Kegiatan yang digelar di Ruang Penyuluhan Lantai 8 Kanwil DJP Jawa Timur I ini menjadi bagian dari upaya sistematis Direktorat Jenderal Pajak dalam menanamkan pemahaman perpajakan sejak dini melalui dunia pendidikan.
Program Inklusi Kesadaran Pajak dirancang untuk mengintegrasikan nilai-nilai perpajakan ke dalam proses pembelajaran. Harapannya, peserta didik tidak hanya memahami konsep pajak, tetapi juga menyadari perannya sebagai warga negara dalam mendukung pembangunan nasional.
Dalam kegiatan tersebut, hadir Kepala Cabang Dinas Pendidikan Wilayah Sidoarjo, Dr. Kiswanto, S.Pd., M.Pd., yang membawahi SMA di wilayah Surabaya, bersama sejumlah kepala sekolah perwakilan SMA Negeri, yakni SMA Negeri 1, SMA Negeri 2, SMA Negeri 15, SMA Negeri 16, dan SMA Negeri 17 Surabaya.
Momentum ini juga ditandai dengan penandatanganan berita acara sebagai bentuk komitmen bersama antara Kanwil DJP Jawa Timur I, Cabang Dinas Pendidikan Wilayah Sidoarjo, serta satuan pendidikan dalam mengimplementasikan program inklusi kesadaran pajak di lingkungan sekolah.

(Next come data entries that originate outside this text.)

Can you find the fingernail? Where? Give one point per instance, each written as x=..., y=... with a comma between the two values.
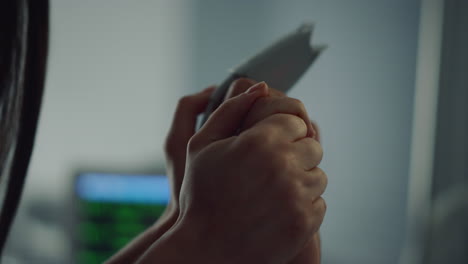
x=209, y=89
x=259, y=87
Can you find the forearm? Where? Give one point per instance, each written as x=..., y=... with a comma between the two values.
x=311, y=252
x=133, y=250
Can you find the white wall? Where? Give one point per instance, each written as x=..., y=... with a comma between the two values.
x=360, y=92
x=116, y=69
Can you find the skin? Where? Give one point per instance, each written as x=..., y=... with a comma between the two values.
x=200, y=213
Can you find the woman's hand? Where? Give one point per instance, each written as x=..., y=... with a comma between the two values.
x=277, y=102
x=249, y=197
x=182, y=129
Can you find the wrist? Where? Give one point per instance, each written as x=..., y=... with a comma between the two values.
x=182, y=243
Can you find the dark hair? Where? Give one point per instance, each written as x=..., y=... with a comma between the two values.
x=23, y=51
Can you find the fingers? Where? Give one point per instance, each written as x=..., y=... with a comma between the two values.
x=225, y=121
x=309, y=153
x=281, y=127
x=183, y=124
x=268, y=106
x=317, y=131
x=239, y=86
x=242, y=84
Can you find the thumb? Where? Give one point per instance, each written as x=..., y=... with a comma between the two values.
x=226, y=120
x=183, y=124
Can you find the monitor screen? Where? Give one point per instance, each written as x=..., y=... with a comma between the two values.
x=114, y=208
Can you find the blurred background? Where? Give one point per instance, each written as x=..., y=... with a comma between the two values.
x=117, y=68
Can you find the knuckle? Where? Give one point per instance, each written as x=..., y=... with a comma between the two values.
x=319, y=179
x=194, y=144
x=184, y=101
x=317, y=151
x=320, y=207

Program ini sendiri telah diinisiasi Direktorat Jenderal Pajak sejak 2013 dan terus dikembangkan secara berkelanjutan. Seiring dengan dinamika pembangunan nasional, implementasinya kini diperluas hingga jenjang pendidikan menengah untuk menjangkau lebih banyak generasi muda.

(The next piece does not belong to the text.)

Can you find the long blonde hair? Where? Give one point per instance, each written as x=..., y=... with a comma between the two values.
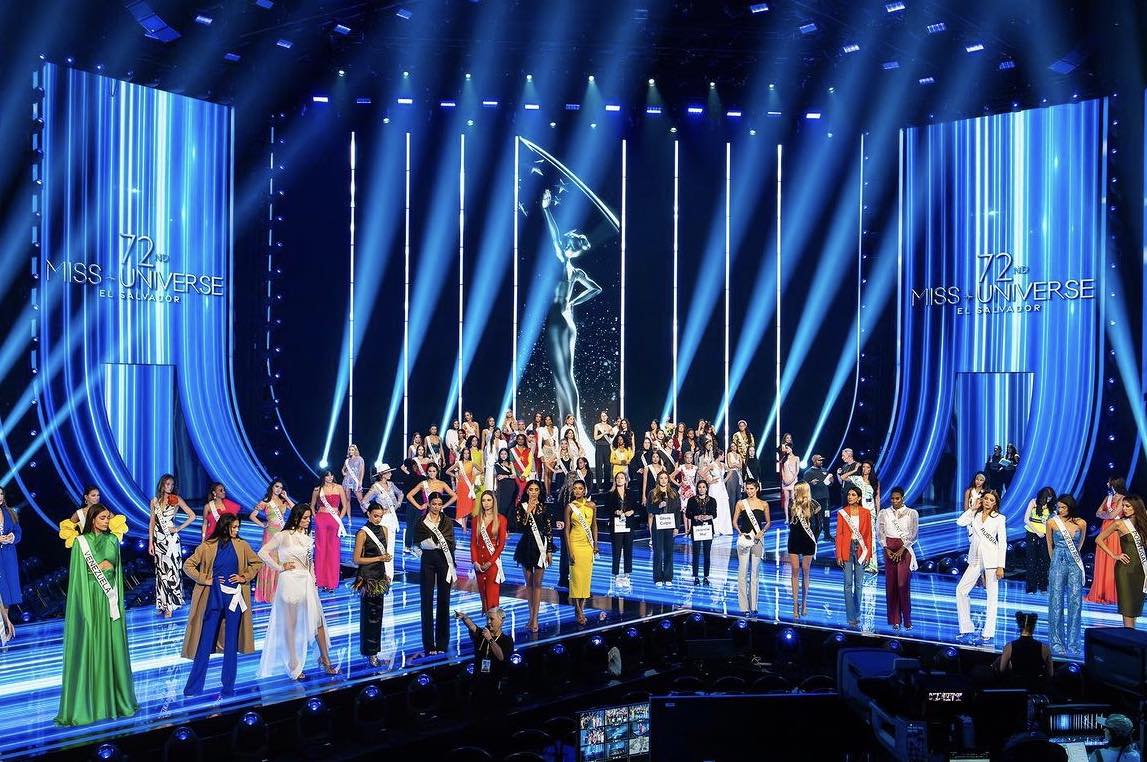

Melalui sosialisasi tersebut, para peserta mendapatkan pemahaman dasar mengenai perpajakan, mulai dari pengertian pajak, jenis, objek, hingga subjek pajak. Selain itu, disampaikan pula hak dan kewajiban perpajakan serta metode penerapan materi kesadaran pajak dalam kegiatan belajar mengajar.
Kepala Bidang Penyuluhan, Pelayanan, dan Hubungan Masyarakat Kanwil DJP Jawa Timur I, Lusi Yuliani, menegaskan pentingnya kolaborasi antara otoritas pajak dan dunia pendidikan dalam membangun budaya sadar pajak.

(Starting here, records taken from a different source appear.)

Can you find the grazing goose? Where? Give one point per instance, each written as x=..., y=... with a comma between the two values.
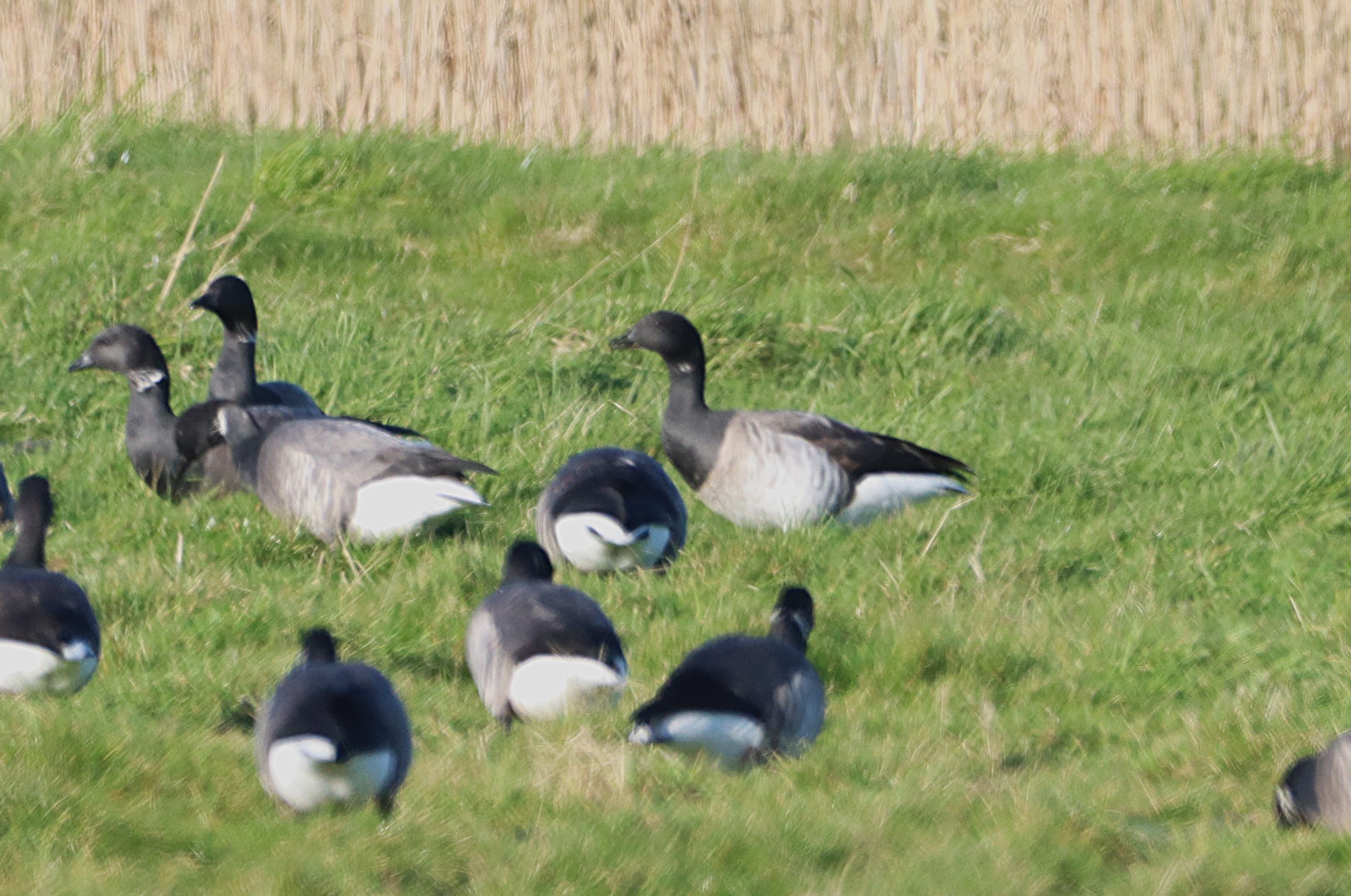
x=1318, y=790
x=341, y=476
x=742, y=698
x=150, y=421
x=49, y=636
x=537, y=649
x=333, y=733
x=781, y=468
x=611, y=508
x=7, y=508
x=234, y=377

“Sinergisitas ini menjadi langkah strategis untuk menanamkan nilai-nilai kesadaran pajak sejak bangku sekolah. Kami berharap generasi muda memiliki pemahaman yang kuat dan kesiapan dalam memenuhi kewajiban perpajakan di masa mendatang,” ujarnya, Rabu (8/4).
Ke depan, Kanwil DJP Jawa Timur I berkomitmen untuk terus memperluas implementasi program ini melalui berbagai kegiatan edukasi, pendampingan, serta kolaborasi dengan pemangku kepentingan. Upaya tersebut diharapkan mampu mendorong terbentuknya masyarakat yang semakin sadar dan patuh pajak.